I hear you want to go to Belize
A post because people keep asking
Leave questions and I’ll update this post based on them!
So, hey friend/friend of friend/somebody’s sister-in-law, I hear you plan to go to Belize. I get why you want to! The largest living barrier reef with amazing sea life, Caribbean islands with that blend of Mexican-meet-Caribbean cuisine, the safety (really, only one corner of Belize city has crime, and the rest is safe) the gorgeous weather, blue skies, the fact they speak English (former British colony), the incredible diversity from folks from the former empire living there from Canada to Hong Kong to India and all the escaped slaves who found their way there and still speak African languages and hey, Mayans, who doesn’t love a pyramid rising out of the jungle, and the Belizean dollar conversion is 2:1 so it feels like the entire place half off.
And I get why you are asking me, after all I live there sometimes, in my little cabana in the jungle.
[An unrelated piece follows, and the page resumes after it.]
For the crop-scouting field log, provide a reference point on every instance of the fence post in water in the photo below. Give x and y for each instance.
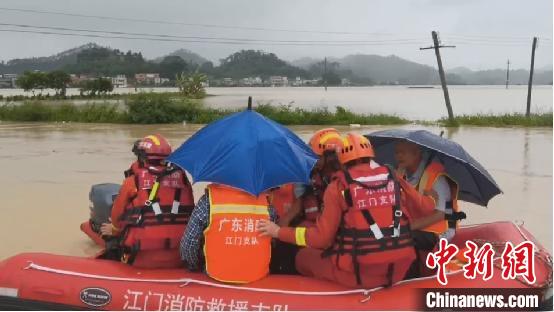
(528, 112)
(436, 46)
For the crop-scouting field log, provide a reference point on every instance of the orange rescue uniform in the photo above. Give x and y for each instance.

Although I might remind you I mostly go there, drink beer, swim, look at the water, read a book a day and go home. So I do not know everything about Belize, this is just stuff I like.
Things to know
You fly into Belize City (BZE.) It is the international airport. There are some very tiny airports that you can fly into via puddle jumpers Tropic Air or Maya Air. It’s about $80 bucks to fly to Caye Caulker or San Pedro (the biggest town on Caye Ambergris) and takes 10 minutes. You go up, you go down.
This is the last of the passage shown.